Sin embargo, y justo en este momento, no hemos de olvidar que durante las peores semanas y meses de la pandemia, muchas de las personas que integraron el grupo de los que llamábamos trabajadores “esenciales”, comprobamos que se trataba en muchos casos de aquellos empleos y trabajos de poco o nulo reconocimiento social, menor reconocimiento económico aún e, incluso, abonados a la economía sumergida y excluida de garantías y condiciones laborales dignas, compuesto además por muchas personas migrantes, y muchas de ellas mujeres. Y también muchas de ellas en situación irregular, a las que, como sociedad, deberíamos reconocer y evidenciar la urgencia de terminar con una situación injusta y de sobre explotación, en lugar de perseguir y limitar sus derechos; porque, como dice uno de los Objetivos de Desarrollo Sostenible de la Agenda 2030, no se ha de dejar a nadie atrás.
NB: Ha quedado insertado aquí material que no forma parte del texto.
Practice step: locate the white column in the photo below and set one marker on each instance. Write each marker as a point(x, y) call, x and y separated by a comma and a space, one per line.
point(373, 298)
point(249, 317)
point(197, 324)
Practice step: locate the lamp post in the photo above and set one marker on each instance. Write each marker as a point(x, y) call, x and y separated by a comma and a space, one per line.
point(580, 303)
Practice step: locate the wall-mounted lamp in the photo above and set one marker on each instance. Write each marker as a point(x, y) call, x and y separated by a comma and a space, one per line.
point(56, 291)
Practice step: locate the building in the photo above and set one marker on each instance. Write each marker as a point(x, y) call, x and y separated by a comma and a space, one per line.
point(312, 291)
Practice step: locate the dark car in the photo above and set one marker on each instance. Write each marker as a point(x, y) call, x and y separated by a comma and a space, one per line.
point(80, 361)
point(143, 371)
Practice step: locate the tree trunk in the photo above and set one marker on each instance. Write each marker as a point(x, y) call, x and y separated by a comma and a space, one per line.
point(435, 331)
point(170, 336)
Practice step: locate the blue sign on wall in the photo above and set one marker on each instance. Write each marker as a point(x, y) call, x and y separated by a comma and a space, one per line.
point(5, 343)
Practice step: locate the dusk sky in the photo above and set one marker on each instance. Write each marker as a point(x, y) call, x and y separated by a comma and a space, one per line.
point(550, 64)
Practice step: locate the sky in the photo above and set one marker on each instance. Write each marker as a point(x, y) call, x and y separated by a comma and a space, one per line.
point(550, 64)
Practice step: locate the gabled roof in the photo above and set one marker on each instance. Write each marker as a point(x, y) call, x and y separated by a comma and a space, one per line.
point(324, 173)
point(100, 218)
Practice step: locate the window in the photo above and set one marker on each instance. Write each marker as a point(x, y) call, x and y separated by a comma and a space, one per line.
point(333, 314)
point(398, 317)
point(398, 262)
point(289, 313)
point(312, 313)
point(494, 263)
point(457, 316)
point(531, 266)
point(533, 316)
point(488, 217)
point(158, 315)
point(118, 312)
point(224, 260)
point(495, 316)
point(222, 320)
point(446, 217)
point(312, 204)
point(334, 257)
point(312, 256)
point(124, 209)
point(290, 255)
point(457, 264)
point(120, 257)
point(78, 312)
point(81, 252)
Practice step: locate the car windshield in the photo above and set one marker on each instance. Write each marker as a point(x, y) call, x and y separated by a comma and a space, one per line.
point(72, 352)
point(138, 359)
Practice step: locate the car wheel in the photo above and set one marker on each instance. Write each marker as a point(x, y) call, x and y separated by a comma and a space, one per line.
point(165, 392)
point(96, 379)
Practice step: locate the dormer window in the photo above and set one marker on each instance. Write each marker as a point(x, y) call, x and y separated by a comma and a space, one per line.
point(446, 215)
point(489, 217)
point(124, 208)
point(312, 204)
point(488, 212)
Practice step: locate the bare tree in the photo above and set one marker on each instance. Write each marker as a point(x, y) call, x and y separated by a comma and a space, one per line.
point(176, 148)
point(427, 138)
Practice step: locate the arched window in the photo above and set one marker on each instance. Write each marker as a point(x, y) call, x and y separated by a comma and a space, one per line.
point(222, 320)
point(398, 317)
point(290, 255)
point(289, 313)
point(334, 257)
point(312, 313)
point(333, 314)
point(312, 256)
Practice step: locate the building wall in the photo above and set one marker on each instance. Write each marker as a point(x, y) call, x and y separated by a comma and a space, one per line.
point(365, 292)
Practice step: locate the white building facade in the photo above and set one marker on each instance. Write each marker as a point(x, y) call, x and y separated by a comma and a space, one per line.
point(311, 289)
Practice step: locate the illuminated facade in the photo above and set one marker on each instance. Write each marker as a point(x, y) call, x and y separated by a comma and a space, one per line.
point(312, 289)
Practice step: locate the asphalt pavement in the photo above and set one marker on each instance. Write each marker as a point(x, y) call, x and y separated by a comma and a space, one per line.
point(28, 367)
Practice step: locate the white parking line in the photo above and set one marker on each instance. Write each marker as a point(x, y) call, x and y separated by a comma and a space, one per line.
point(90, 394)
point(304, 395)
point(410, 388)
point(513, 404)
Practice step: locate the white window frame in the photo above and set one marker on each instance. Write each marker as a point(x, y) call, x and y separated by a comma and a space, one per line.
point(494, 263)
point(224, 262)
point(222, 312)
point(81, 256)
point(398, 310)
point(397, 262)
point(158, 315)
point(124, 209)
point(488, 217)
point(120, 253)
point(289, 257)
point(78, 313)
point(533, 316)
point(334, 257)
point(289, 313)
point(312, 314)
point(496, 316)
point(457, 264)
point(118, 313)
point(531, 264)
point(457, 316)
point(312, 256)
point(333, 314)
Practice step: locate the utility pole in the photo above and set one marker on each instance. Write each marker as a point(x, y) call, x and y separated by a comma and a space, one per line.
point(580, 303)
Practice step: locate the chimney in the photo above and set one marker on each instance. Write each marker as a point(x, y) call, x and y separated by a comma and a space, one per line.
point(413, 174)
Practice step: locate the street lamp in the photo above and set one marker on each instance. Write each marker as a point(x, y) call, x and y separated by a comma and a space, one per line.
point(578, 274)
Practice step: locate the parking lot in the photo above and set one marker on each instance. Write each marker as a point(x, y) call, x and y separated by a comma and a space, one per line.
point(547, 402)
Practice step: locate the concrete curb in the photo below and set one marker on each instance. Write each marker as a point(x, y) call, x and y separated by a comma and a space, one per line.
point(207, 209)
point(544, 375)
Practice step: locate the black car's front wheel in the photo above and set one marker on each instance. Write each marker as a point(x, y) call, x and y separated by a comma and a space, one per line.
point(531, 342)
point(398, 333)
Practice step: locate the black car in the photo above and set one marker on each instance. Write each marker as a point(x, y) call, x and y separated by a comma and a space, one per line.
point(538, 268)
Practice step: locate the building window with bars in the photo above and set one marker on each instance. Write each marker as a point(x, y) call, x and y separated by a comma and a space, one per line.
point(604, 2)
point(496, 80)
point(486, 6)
Es un hecho constatable que seguir permitiendo y defendiendo la “ilegalidad” de cualquier ser humano, además de conculcar los principios básicos que deben regir cualquier sistema judicial que se precie, pone en peligro a cualquier sociedad, su sostenimiento y su desarrollo integral. La “ilegalidad” de cualquier congénere, supone el campo de abono para la explotación, la exclusión social y nos retrotrae a momentos históricos más cercanos a la esclavitud que a la libertad. La desigualdad coarta la libertad, porque no hay libertad sin derechos reconocidos y reconocibles. Los derechos, libertades y obligaciones de cada persona condicionan inexorablemente los derechos, libertades y obligaciones de las demás. Por eso precisamos también de un sistema judicial integral vinculado a la consecución de objetivos coherentes con sus principios, y no un compendio de declaraciones y acciones inconexas y contradictorias entre sí.
De todas las enseñanzas y aprendizajes que se deben derivar de la crisis sanitaria sufrida, y las consecuentes crisis sociales, económicas y políticas que han venido aparejadas, hay una que nos parece fundamental y que debe conformar la columna vertebral de un sistema judicial avanzado y que dignifica la relación entre lo jurídico y la justicia material: o los derechos son universales y protegidos para todas las personas que convivimos en los diferentes marcos de agrupación (desde el hogar, el pueblo, el barrio, el edificio, los centros de formación, los centros de trabajo, los centros de socialización…), o ningún derecho podrá ser plenamente garantizado y ejercido por ningún ser humano. Esa es la importancia y la centralidad de la defensa de los Derechos Humanos: ser garantizados para cualquier ser humano en cualquier lugar.
Queda mucho por hacer y por construir en el ámbito de la justicia y de la Justicia, con mayúsculas. A esa tarea nos enorgullecemos de intentar contribuir y hacemos un llamamiento a todos los profesionales de la justicia y a todos los ámbitos de la sociedad para ejercer esa reivindicación y convertirla en una realidad.